The United States and its allies have provided billions of dollars of weapons to Ukraine since Russia attacked the country two years ago in what Moscow calls a “special military operation”.

That has included weapons being phased out by some Western nations, like F-16 fighter jets from the Netherlands.

Koo, speaking to reporter at parliament and responding to a question on whether Taiwan’s decades-old HAWK missiles could go to Ukraine, said Taiwan no longer needed the weapons and their decommissioning was being handled in accordance with regulations.

“If the U.S. side requests that we transfer them back to them, we will do so in accordance with the relevant regulations and return them to the United States, and then the United States will decide what to do with them,” he said, without elaborating.

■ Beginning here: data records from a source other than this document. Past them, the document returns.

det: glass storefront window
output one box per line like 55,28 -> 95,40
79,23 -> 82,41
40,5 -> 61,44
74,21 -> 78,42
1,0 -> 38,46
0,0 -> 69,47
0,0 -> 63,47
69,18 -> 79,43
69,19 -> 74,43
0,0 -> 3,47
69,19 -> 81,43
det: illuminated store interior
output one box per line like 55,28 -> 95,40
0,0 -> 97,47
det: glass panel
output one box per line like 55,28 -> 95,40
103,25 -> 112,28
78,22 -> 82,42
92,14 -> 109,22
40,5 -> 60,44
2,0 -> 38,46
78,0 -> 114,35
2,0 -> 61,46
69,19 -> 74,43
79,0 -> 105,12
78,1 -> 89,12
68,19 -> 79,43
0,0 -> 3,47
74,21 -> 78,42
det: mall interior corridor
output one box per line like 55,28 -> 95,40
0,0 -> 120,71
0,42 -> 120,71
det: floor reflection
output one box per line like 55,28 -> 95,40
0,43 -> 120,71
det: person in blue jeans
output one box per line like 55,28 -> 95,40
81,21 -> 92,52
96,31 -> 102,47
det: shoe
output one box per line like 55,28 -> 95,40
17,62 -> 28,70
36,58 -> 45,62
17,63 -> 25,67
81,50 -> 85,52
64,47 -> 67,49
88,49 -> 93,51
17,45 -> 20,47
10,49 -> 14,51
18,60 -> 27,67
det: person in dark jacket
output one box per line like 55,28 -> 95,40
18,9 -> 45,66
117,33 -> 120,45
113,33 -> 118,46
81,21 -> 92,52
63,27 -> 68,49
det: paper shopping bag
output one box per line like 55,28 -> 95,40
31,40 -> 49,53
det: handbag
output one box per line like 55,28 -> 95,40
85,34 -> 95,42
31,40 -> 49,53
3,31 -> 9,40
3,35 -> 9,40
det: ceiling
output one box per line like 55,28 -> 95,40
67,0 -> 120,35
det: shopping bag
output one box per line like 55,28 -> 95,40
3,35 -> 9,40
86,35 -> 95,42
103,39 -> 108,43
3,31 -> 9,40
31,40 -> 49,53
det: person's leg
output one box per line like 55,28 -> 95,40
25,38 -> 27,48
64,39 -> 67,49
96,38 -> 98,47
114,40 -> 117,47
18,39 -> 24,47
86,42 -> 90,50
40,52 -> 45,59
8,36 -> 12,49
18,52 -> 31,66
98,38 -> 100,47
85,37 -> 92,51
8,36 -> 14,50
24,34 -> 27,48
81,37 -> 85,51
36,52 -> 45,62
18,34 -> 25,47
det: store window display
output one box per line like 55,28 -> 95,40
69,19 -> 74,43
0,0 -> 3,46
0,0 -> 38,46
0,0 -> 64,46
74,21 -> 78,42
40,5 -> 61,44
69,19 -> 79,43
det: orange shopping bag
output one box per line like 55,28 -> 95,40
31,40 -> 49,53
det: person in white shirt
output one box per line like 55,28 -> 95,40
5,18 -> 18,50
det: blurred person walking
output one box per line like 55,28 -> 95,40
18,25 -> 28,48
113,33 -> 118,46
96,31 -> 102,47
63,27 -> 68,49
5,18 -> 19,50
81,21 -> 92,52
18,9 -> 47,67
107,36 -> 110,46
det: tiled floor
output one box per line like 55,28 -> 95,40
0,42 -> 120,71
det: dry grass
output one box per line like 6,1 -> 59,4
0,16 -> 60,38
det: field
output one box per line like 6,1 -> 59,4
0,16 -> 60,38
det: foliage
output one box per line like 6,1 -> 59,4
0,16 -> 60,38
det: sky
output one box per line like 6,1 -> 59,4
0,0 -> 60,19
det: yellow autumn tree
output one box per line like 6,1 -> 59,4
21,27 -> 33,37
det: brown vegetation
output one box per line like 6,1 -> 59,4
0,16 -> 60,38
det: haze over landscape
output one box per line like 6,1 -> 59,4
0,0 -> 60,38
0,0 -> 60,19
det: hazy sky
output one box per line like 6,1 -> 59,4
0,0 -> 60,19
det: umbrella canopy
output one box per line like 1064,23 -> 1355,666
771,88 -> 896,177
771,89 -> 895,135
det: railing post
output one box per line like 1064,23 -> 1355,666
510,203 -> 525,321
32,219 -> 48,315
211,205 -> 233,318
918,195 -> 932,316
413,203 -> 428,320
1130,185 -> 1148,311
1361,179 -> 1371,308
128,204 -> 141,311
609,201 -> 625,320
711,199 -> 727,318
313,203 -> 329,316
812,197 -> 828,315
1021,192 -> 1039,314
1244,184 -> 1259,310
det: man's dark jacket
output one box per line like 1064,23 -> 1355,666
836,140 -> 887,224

Taiwan has offered strong moral support to Ukraine since the invasion, seeing parallels with the threat Taipei says it faces from its giant neighbour China, which claims the democratically governed island as its own territory.

But Taiwan has not made any public announcements about directly sending weapons to Ukraine.

Taiwan is in the process of upgrading its own missile defences, including a deal with the United States announced last month worth almost $2 billion for National Advanced Surface-to-Air Missile System (NASAMS) medium-range air defence solutions that includes the advanced AMRAAM Extended Range surface to air missiles.

The NASAMS system has been battle tested in Ukraine and represents a significant increase in air defence capabilities that the United States is exporting to Taiwan as demand for the system surges.

The Raytheon MIM-23 HAWK system – a contrived acronym for Homing All the Way Killer – was designed in the depths of the Cold War to shoot down enemy bombers. It was refined and upgraded in the decades since then, including variants by user countries such as Denmark, the Netherlands and Norway, according to U.S. military documents.

Although the U.S. military no longer uses it, and the HAWK is considered less capable than more modern air defence systems, the most recent variants are capable of hitting targets at altitudes as low as 60 metres – a useful trait against the barrages of small, slow one-way attack drones Ukraine has faced.